Маршрут чрезвычайных посольств послепетровской эпохи отличался от пути, которому обычно следовали российские посланники в XVI и XVII столетиях, что свидетельствовало об изменениях в российско-османских отношениях. Чтобы достичь Константинополя, московские послы должны были пройти через земли непокорных донских или запорожских казаков, преодолеть жадных до подарков губернаторов Азова и Каффы или, что еще хуже, пересечь земли хищнических крымских татар и наконец испытать свое счастье в непредсказуемом Черном море. Напротив, Репнин и большинство других посланников XVIII столетия следовали по гораздо более безопасному пути через польские земли, которые по сути контролировались Россией, вассальные османские княжества Молдавию и Валахию, а также Силистрийский и Адрианопольский пашалыки. В то время как московским послам приходилось иметь дело с османскими властями в устье Дона и на юге Крыма, Репнин встретил на своем пути гораздо более обходительных православных подданных Порты. Его въезд в Яссы и Бухарест сопровождался большой помпой, и дни, проведенные в обществе молдавского и валашского господарей, были наполнены пирами и увеселениями[103]. В то время как его предшественники допетровской эпохи рисковали ударить в грязь лицом перед османскими губернаторами, Репнин проецировал власть и влияние, привлекавшее христианских подданных султана. Во время его пребывания в княжествах Репнина посещали представители высшего клира и бояре с петициями на злоупотребления господарей и записками, обосновывавшими исторические права Молдавии и Валахии, попранные греками-фанариотами, которые установили монополию на господарские престолы в XVIII столетии[104]. Принимая эти петиции и записки, Репнин действовал в соответствии с одним из положений Кучук-Кайнарджийского договора 1774 года, который предоставлял России право делать «представления» Порте относительно Молдавии и Валахии.
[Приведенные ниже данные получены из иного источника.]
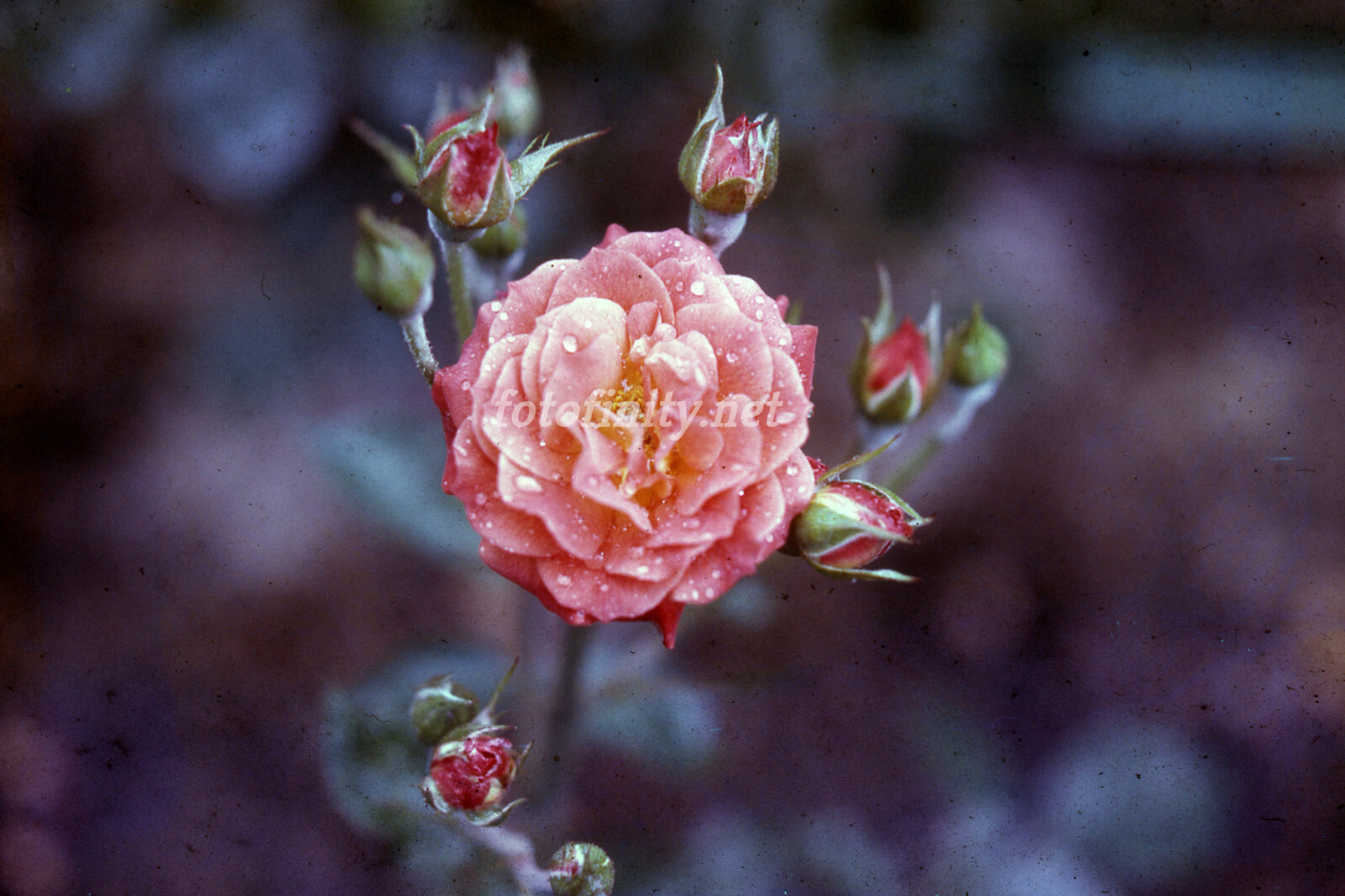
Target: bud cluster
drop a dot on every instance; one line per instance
(901, 367)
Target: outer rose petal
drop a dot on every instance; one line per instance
(630, 509)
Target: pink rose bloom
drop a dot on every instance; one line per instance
(625, 430)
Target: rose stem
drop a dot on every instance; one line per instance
(564, 703)
(416, 340)
(947, 430)
(464, 313)
(514, 849)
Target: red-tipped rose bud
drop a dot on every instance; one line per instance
(851, 524)
(582, 869)
(464, 179)
(894, 377)
(728, 170)
(466, 182)
(471, 774)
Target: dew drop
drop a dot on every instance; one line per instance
(528, 483)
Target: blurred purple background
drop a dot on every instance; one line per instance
(1123, 669)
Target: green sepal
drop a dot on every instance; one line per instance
(697, 150)
(430, 154)
(530, 166)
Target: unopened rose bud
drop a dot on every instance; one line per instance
(471, 774)
(504, 239)
(730, 168)
(977, 351)
(851, 524)
(439, 707)
(393, 266)
(517, 101)
(582, 869)
(464, 178)
(894, 376)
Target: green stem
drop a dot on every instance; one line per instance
(416, 340)
(464, 309)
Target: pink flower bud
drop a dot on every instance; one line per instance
(739, 170)
(896, 374)
(905, 353)
(847, 525)
(470, 774)
(730, 168)
(467, 185)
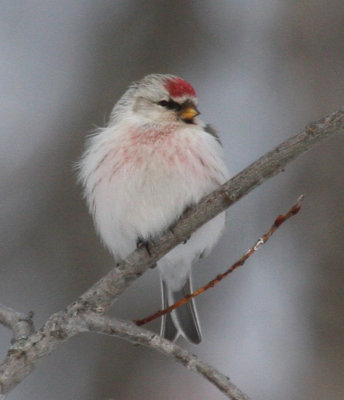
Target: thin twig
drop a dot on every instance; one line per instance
(20, 324)
(262, 240)
(128, 331)
(24, 357)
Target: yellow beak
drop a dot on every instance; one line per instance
(188, 113)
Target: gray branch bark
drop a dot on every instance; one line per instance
(24, 355)
(129, 331)
(20, 324)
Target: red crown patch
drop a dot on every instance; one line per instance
(177, 87)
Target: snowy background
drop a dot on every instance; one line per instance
(262, 71)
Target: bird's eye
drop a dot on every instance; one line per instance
(163, 103)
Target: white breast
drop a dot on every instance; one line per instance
(139, 182)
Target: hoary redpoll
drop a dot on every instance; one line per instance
(153, 160)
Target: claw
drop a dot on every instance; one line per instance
(140, 243)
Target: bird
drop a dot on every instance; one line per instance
(154, 159)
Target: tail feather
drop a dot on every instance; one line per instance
(183, 320)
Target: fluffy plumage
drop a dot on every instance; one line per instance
(152, 161)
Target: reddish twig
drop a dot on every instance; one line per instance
(262, 240)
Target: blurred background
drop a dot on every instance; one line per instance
(262, 71)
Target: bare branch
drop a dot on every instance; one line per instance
(20, 324)
(262, 240)
(129, 331)
(23, 357)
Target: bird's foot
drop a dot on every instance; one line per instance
(140, 243)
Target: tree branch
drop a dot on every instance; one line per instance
(20, 324)
(129, 331)
(23, 356)
(262, 240)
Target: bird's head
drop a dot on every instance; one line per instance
(162, 99)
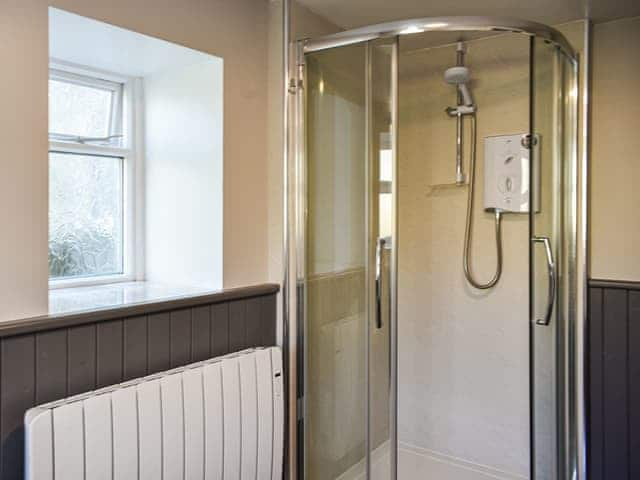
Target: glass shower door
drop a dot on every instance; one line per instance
(348, 280)
(552, 255)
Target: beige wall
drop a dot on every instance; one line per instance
(615, 151)
(234, 30)
(459, 346)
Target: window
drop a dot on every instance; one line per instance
(89, 169)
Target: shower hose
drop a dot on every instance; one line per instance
(469, 223)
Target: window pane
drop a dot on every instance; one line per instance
(85, 215)
(78, 109)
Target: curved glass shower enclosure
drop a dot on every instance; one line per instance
(412, 140)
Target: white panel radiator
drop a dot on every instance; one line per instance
(221, 419)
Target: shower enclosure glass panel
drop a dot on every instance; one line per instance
(335, 319)
(348, 281)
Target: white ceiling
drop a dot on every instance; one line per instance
(83, 41)
(356, 13)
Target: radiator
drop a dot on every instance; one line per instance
(219, 419)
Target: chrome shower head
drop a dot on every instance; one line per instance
(460, 76)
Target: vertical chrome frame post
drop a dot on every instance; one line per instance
(582, 268)
(289, 437)
(393, 318)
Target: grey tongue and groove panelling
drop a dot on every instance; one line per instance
(52, 358)
(614, 380)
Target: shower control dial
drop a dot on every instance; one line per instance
(506, 174)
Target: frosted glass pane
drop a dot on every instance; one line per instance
(78, 109)
(85, 215)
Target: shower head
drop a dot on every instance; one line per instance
(460, 76)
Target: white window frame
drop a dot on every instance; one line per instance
(128, 111)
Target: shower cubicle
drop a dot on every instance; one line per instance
(434, 253)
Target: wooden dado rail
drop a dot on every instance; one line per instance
(48, 358)
(614, 380)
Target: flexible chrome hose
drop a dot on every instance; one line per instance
(468, 227)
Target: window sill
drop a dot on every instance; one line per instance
(64, 301)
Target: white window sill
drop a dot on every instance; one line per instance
(115, 295)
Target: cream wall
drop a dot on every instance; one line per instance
(615, 151)
(458, 347)
(234, 30)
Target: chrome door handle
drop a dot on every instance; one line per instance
(381, 243)
(551, 266)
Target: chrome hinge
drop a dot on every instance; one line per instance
(526, 142)
(294, 86)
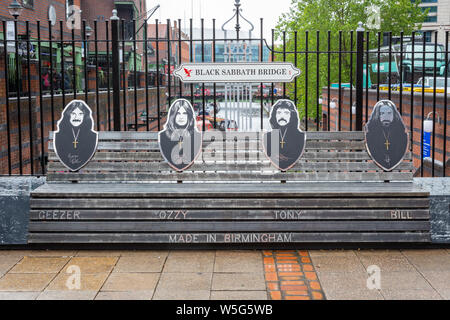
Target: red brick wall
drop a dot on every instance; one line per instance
(406, 114)
(40, 13)
(35, 110)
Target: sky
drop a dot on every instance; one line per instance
(221, 10)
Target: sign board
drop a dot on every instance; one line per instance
(386, 136)
(75, 140)
(237, 72)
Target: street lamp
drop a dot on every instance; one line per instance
(88, 32)
(15, 9)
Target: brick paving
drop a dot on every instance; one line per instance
(223, 274)
(290, 275)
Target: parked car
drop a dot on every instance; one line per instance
(228, 125)
(440, 82)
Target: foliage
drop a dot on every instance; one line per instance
(331, 20)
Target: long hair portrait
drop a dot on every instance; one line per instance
(75, 146)
(284, 104)
(180, 144)
(386, 144)
(171, 126)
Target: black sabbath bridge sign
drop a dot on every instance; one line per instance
(237, 72)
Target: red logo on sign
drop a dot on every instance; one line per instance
(188, 72)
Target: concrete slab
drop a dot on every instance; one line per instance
(25, 281)
(164, 294)
(140, 263)
(131, 282)
(409, 294)
(196, 261)
(353, 295)
(52, 253)
(387, 262)
(88, 282)
(238, 281)
(7, 263)
(338, 264)
(343, 281)
(19, 295)
(239, 295)
(125, 295)
(184, 281)
(434, 260)
(67, 295)
(439, 280)
(403, 280)
(93, 264)
(183, 286)
(332, 253)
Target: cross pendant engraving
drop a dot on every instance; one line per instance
(387, 144)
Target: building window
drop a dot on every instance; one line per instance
(69, 8)
(28, 4)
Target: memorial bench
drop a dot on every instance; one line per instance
(128, 194)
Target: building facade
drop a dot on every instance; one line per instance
(438, 19)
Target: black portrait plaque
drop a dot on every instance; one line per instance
(75, 140)
(285, 143)
(180, 142)
(386, 135)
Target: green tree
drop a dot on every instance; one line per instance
(319, 20)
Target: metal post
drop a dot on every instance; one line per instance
(359, 75)
(115, 69)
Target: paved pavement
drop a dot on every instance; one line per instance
(238, 275)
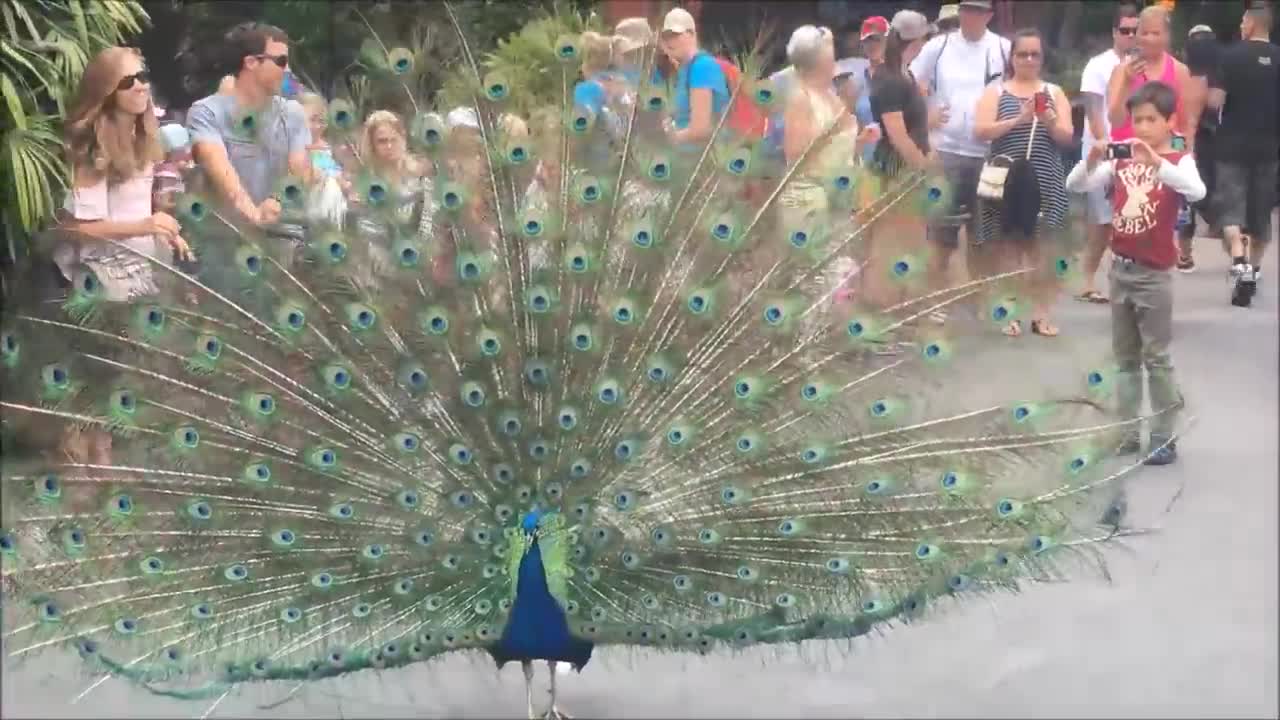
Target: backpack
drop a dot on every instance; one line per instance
(744, 115)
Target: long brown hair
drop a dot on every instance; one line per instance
(104, 141)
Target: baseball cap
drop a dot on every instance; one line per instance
(631, 33)
(873, 26)
(910, 24)
(679, 21)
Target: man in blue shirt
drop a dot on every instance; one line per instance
(702, 89)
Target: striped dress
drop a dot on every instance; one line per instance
(1046, 159)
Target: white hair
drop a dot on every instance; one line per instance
(805, 44)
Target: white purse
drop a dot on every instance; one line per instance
(995, 171)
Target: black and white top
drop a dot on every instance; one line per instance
(1046, 159)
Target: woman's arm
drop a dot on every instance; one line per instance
(798, 128)
(986, 127)
(1118, 96)
(1063, 128)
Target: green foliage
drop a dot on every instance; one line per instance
(44, 49)
(526, 59)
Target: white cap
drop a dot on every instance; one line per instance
(173, 137)
(631, 33)
(910, 24)
(462, 117)
(679, 21)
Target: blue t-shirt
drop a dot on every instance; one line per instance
(702, 73)
(590, 94)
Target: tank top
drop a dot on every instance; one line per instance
(1144, 214)
(1168, 76)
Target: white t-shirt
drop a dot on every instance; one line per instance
(1097, 76)
(959, 71)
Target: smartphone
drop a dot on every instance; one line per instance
(1041, 103)
(1119, 151)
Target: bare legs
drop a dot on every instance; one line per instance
(1096, 246)
(553, 712)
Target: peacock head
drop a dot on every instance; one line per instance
(529, 523)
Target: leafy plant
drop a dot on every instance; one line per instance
(44, 49)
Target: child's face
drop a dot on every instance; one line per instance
(1150, 126)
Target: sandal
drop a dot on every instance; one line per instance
(1043, 328)
(1092, 296)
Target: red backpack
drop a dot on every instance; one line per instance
(745, 117)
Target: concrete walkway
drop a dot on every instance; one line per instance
(1187, 627)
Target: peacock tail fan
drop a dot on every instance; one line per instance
(327, 451)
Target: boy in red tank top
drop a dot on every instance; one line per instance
(1146, 200)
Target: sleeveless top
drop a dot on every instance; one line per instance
(1046, 159)
(1168, 76)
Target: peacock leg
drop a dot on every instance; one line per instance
(528, 666)
(554, 712)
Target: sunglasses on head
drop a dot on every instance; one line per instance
(127, 81)
(280, 60)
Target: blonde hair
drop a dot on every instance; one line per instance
(379, 119)
(105, 142)
(597, 51)
(807, 44)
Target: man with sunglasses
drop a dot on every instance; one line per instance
(1097, 128)
(251, 137)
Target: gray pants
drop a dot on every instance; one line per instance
(961, 173)
(1142, 329)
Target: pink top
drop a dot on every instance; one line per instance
(1168, 76)
(124, 203)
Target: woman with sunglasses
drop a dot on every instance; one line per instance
(108, 227)
(1027, 122)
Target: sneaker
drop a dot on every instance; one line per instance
(1246, 287)
(1165, 452)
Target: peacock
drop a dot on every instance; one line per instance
(565, 404)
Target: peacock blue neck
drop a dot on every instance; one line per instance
(538, 628)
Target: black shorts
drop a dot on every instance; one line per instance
(1246, 195)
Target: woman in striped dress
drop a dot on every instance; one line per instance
(1006, 117)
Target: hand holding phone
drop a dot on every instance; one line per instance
(1119, 151)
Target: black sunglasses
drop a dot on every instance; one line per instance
(127, 81)
(280, 60)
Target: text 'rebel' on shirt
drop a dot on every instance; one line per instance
(959, 72)
(1144, 204)
(1249, 130)
(700, 73)
(259, 156)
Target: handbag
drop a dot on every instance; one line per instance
(995, 169)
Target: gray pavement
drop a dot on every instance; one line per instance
(1187, 627)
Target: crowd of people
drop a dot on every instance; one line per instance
(1165, 142)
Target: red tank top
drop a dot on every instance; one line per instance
(1144, 214)
(1168, 76)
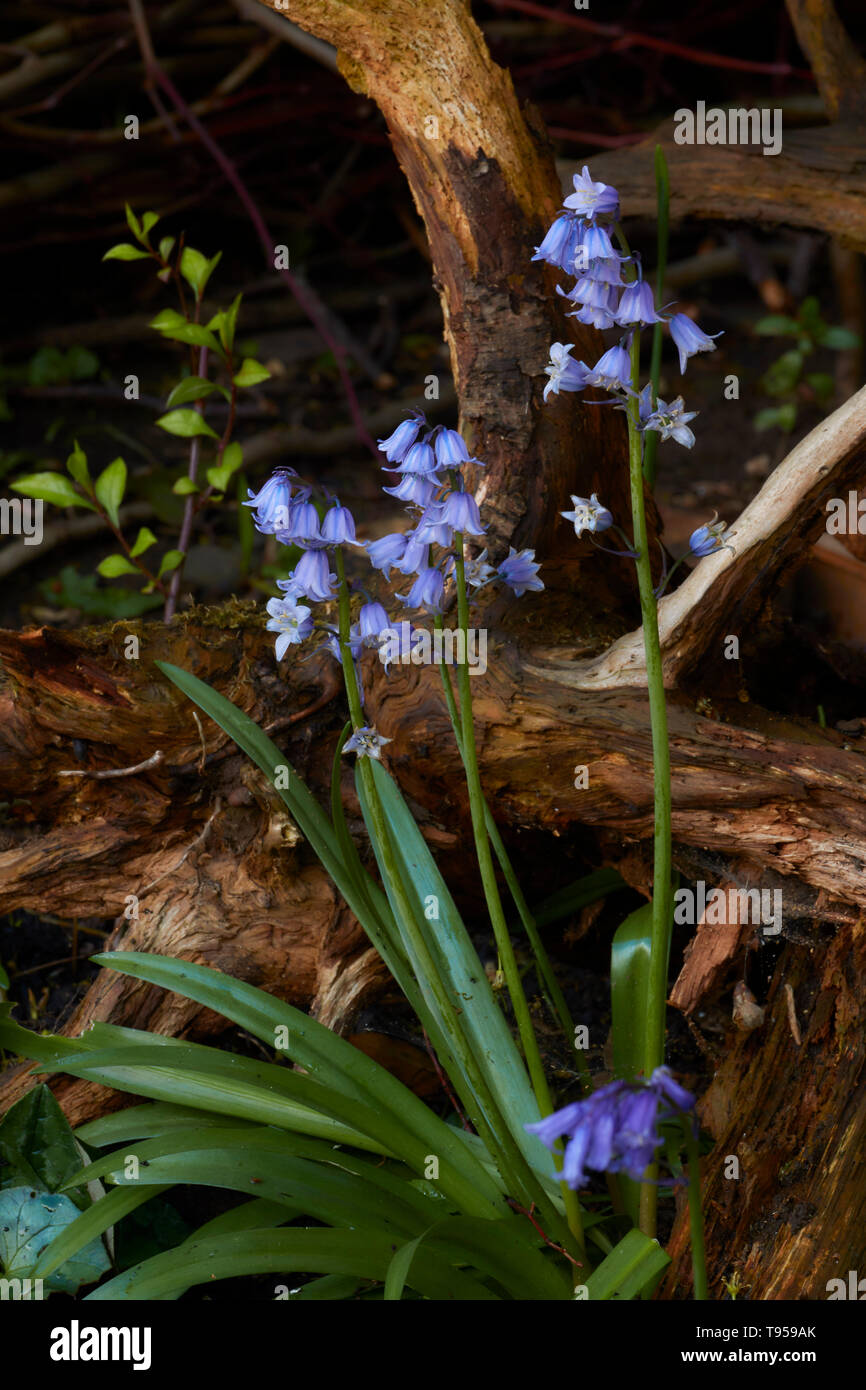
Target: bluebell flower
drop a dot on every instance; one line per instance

Османы придавали мало значения деталям проезда российских посольств через провинциальные города Румелии на пути в Константинополь. Однако церемония въезда посольства в столицу порождала противоречия. Так, в 1740 году глава чаушей Порты отказался отобедать с Румянцевым в шатре, разбитом за стенами Константинополя. Обратив внимание на этот инцидент, Репнин решил сделать все возможное, чтобы это не повторилось[105]. После завершения церемонии въезда российский посол был счастлив сообщить Екатерине II, что почести, оказанные ему, превосходили те, что были оказаны Румянцеву. Накануне торжественного въезда в столицу церемониймейстер привез ему подарок от великого визиря, в то время как Румянцеву пришлось довольствоваться подарком от заместителя великого визиря, присланным с простым чегодарем. В отличие от маршала румянцевского посольства, его коллега в 1775 году был принят лично великим визирем для обсуждения деталей церемонии въезда. Во время самой церемонии, как и в дни аудиенций Репнина у великого визиря и султана АбдулГамида I, начальник чаушей шел впереди посла, а не сбоку от него. Последнее служило способом показать подчинение иностранного посла, вызываемого в Порту ответить за представителей своей «нации»[106].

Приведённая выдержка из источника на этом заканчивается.